I found that there is a field of “ScopeType” in the type of Rule.I found this field was defined but not actively used in K8s. (I search ScopeType in k8s repo and found no appearance other than the Rule type definition).

So each regular user can define two type of roles, ClusterRole and Role, which operates on a tenant scope and a namespace scope. “ScopeType” field in the rule will simply be ignored.

And a system user also have two types of roles, ClusterRole and Role. Yet the field of “ScopeType” in the ClusterRole rule will be used. If ScopeType value is “Cluster”, the rule applies to all the resources under all the tenants. If the value is “tenanted” ( that will a new value we add), the rule is about the resources under the system tenant only.

Actually, I feel the “ScopeType” field will be very useful for a scalable platform like Arktos. For example, we can define a rule which applies to a specific set of tenants, so we can have different system administrators to take care different portion of tenants.

Integration with Keystone

The Keystone token saved by the end client, which will be sent over in a http request to Arktos API server, does not include the info of roles. The official doc is at https://docs.openstack.org/keystone/pike/admin/identity-tokens.html.
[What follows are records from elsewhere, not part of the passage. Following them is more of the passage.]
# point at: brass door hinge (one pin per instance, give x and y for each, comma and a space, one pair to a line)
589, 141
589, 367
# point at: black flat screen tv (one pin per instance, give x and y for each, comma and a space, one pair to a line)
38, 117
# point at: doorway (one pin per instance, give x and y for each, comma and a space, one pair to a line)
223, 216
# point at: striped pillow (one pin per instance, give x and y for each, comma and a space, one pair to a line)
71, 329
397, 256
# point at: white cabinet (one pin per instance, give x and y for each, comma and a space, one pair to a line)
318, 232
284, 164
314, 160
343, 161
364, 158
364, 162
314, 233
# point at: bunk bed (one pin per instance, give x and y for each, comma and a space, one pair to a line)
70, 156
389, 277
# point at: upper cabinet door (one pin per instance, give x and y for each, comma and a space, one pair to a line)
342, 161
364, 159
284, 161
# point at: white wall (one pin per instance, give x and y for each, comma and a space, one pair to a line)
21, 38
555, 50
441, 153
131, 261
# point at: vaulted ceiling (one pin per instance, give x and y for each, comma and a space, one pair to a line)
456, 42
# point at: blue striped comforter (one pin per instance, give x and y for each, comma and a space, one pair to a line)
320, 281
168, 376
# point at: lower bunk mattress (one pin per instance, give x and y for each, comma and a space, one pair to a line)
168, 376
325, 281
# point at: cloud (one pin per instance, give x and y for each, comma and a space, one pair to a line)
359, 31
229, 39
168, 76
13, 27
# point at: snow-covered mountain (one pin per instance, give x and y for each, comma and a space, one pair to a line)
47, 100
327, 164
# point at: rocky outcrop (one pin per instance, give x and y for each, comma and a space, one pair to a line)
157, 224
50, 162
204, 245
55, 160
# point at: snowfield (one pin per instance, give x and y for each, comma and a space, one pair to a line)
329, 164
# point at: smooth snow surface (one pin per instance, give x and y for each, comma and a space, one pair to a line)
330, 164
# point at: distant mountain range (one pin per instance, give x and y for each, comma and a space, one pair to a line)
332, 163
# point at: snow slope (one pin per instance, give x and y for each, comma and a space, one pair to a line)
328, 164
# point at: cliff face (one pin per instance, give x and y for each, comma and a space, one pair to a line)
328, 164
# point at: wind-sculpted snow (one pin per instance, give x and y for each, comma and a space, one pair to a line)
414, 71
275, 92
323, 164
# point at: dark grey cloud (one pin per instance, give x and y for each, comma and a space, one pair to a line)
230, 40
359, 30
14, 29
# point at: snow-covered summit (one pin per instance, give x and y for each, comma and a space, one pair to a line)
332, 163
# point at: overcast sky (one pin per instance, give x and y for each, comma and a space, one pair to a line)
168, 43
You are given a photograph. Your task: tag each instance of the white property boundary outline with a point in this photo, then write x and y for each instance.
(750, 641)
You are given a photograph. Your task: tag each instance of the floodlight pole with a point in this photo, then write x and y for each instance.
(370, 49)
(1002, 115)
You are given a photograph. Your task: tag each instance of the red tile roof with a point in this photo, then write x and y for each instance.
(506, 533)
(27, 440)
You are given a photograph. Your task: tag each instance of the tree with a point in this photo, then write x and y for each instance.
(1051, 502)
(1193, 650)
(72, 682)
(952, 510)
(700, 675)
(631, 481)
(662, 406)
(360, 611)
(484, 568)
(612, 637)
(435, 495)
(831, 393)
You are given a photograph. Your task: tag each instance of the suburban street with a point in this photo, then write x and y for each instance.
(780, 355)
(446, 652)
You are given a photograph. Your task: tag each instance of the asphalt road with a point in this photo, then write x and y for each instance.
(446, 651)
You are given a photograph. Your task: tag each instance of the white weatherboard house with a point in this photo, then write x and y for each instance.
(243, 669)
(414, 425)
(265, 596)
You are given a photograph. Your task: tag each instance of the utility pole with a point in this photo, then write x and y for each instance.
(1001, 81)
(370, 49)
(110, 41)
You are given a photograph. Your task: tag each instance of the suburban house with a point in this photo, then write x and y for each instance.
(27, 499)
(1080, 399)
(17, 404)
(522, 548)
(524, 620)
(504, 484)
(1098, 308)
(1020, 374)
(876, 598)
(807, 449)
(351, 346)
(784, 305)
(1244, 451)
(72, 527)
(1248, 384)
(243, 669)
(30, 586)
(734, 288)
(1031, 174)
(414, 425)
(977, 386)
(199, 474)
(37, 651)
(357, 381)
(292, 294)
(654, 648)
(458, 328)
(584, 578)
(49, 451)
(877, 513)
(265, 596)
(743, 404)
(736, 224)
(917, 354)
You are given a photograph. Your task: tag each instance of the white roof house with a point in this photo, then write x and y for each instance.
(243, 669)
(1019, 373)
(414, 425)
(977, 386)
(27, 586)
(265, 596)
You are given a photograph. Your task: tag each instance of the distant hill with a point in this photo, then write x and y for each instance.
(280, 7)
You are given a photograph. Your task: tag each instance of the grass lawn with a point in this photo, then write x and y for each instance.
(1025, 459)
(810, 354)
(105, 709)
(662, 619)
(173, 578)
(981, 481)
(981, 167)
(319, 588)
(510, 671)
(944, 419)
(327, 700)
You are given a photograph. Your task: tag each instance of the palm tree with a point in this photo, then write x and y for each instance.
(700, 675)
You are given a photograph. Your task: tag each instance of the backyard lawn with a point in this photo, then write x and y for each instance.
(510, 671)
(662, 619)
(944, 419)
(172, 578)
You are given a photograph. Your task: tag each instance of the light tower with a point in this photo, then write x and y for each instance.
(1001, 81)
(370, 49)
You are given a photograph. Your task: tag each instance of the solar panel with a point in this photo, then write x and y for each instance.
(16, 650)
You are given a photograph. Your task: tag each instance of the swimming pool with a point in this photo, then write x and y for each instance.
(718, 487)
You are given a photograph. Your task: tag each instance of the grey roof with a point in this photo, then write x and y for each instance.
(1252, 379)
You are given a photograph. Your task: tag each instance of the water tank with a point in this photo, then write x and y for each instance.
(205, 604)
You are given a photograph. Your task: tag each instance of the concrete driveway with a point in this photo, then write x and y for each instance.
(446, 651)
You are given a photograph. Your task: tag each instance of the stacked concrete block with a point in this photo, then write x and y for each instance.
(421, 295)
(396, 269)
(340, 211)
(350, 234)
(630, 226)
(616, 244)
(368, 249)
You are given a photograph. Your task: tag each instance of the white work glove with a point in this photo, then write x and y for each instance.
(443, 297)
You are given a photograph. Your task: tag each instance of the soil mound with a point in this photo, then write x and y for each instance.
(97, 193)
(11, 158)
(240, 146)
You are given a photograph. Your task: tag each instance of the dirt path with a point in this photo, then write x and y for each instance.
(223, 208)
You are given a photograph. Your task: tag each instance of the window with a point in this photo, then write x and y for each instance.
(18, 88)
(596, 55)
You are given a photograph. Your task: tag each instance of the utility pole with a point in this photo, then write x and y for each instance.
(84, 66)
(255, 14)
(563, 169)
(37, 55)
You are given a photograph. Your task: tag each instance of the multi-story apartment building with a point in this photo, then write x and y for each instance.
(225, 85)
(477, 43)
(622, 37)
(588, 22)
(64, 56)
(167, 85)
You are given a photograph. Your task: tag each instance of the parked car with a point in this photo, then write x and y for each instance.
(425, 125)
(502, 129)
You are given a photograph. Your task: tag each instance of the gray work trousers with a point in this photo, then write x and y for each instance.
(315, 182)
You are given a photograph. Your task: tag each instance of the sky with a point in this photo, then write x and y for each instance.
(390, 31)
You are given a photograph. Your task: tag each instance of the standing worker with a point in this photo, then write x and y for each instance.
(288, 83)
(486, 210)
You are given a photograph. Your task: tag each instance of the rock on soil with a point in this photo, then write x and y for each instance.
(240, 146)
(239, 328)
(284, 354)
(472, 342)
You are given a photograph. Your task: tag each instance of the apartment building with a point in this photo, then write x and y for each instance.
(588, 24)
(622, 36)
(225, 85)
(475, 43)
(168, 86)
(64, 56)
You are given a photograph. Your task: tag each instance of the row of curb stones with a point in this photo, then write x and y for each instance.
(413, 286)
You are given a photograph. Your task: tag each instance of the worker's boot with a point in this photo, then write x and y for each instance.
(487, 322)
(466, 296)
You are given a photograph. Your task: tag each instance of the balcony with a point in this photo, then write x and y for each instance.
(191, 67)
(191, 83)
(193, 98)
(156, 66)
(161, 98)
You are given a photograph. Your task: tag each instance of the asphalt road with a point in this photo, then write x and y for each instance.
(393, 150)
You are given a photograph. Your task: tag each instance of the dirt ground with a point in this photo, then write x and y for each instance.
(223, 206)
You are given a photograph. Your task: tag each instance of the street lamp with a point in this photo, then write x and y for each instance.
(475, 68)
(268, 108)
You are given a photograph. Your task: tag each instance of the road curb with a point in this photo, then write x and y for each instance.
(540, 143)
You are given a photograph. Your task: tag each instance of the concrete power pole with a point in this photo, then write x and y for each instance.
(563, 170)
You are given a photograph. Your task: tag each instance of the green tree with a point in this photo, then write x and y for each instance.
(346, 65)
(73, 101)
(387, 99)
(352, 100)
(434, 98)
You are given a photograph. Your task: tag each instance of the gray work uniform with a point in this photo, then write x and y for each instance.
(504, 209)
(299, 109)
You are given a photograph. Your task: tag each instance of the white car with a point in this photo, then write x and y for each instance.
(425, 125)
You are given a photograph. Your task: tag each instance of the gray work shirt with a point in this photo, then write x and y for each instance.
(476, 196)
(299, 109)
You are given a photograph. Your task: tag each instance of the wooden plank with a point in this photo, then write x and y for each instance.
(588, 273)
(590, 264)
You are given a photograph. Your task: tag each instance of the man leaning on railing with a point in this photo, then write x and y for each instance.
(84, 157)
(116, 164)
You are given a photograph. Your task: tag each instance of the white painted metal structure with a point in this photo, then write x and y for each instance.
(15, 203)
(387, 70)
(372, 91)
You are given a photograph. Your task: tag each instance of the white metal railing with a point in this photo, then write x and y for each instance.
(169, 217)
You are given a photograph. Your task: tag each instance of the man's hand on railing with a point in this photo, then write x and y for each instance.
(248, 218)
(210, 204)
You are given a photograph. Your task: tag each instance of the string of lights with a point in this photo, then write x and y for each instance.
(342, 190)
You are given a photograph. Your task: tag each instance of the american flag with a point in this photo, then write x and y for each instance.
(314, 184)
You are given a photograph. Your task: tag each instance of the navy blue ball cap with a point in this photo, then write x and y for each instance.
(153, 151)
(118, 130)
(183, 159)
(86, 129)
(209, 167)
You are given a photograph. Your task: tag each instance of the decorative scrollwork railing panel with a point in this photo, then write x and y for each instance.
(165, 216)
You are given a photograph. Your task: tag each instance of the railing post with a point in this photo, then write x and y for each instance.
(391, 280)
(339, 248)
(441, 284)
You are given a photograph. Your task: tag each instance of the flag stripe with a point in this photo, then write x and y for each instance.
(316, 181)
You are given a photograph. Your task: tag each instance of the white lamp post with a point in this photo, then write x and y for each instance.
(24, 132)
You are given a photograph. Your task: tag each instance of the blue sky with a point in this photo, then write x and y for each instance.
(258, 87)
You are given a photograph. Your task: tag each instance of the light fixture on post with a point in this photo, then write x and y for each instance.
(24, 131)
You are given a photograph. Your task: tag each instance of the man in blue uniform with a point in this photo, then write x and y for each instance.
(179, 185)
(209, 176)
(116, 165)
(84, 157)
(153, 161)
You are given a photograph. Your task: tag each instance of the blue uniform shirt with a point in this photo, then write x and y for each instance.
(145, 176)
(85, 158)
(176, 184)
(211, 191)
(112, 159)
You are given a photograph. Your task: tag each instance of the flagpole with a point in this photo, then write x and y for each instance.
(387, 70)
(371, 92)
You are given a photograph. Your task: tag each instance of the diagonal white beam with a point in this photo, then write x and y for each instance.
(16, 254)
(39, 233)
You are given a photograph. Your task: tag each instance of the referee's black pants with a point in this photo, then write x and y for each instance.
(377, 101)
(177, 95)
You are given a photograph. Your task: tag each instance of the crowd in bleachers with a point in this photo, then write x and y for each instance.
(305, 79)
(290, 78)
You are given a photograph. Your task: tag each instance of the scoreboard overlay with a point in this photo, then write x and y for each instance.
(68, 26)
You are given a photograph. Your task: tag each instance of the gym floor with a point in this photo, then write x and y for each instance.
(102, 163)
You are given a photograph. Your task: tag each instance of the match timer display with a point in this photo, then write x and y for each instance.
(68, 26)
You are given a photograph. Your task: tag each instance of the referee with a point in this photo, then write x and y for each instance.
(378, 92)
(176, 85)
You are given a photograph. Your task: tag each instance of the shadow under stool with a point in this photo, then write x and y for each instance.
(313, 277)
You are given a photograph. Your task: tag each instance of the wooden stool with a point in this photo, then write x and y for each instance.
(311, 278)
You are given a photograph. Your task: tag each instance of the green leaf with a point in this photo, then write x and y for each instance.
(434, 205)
Chapter 3 in book "Identity, Authentication, and Access Management in OpenStack" (downloadable at https://github.com/hocchudong/thuctap012017/blob/master/TamNT/Openstack/Keystone/ref/Identity%2C%20Authentication%2C%20and%20Access%20Management%20in%20OpenStack.PDF) gives the full story on the evolution of token format and why the info like info are no longer included in client token.

So Arktos needs to check with Keystone to get the role info when it receives the http request.

Arktos needs to identify the scope of the request to be cluster/tenant/namespace scope, then Arktos sends out a system/domain/project scoped request. To reduce the burden on the Keystone, Arktos needs to cache the results.

Resource Quota Isolation

In k8s, the computation resources (such as cpu and memory) are provisioned via ResourceQuota, which is an optional namespace-scope feature. Similar quota based resource provisioning mechanism will be implemented in Arktos. Yet the resource quota control in the tenant level is mandatory, in order to guarantee the performance and usage isolation among different tenants.

In more details:

  1. ResourceQuota control is mandatory in the tenant level. Namely, every tenant must have the ResourceQuota set. If the quota are not specified by the user when creating the tenant, the system will set them to the default values. The resource quota control in the namespace levle is still optional. A namespace can choose to specify ResourceQuota or not.
  2. A pod request will be accepted only if both the tenant and the namespace resource quota are not violated. In the case that the resource quota of the tenant is less than the sums of the quota of the namespaces, the requests are handled in a first-come-first-serve basis.
  3. Quota control on more resource types will be supported. K8s 1.15 supports control on the resource of cpu and memory. As Arktos will support both VMs and containers, resource control over resources like network bandwidth or the number of VMs should also be considered. Yet research on what resources need to be done is outside the scope of this doc and it will be covered by a different proposal.

Usage and Performance Isolation

To prevent a tenant over-use the system resources, we also need to constrain/track/monitor how each tenant uses the system.

Thus we need:

  1. A tenant-basis rate limiting mechanism to
  2. A tenent-level usage metric/log data collection mechanism.

Note that the k8s API server does not have rate limiting in place as it is designed to work in a trustable environment.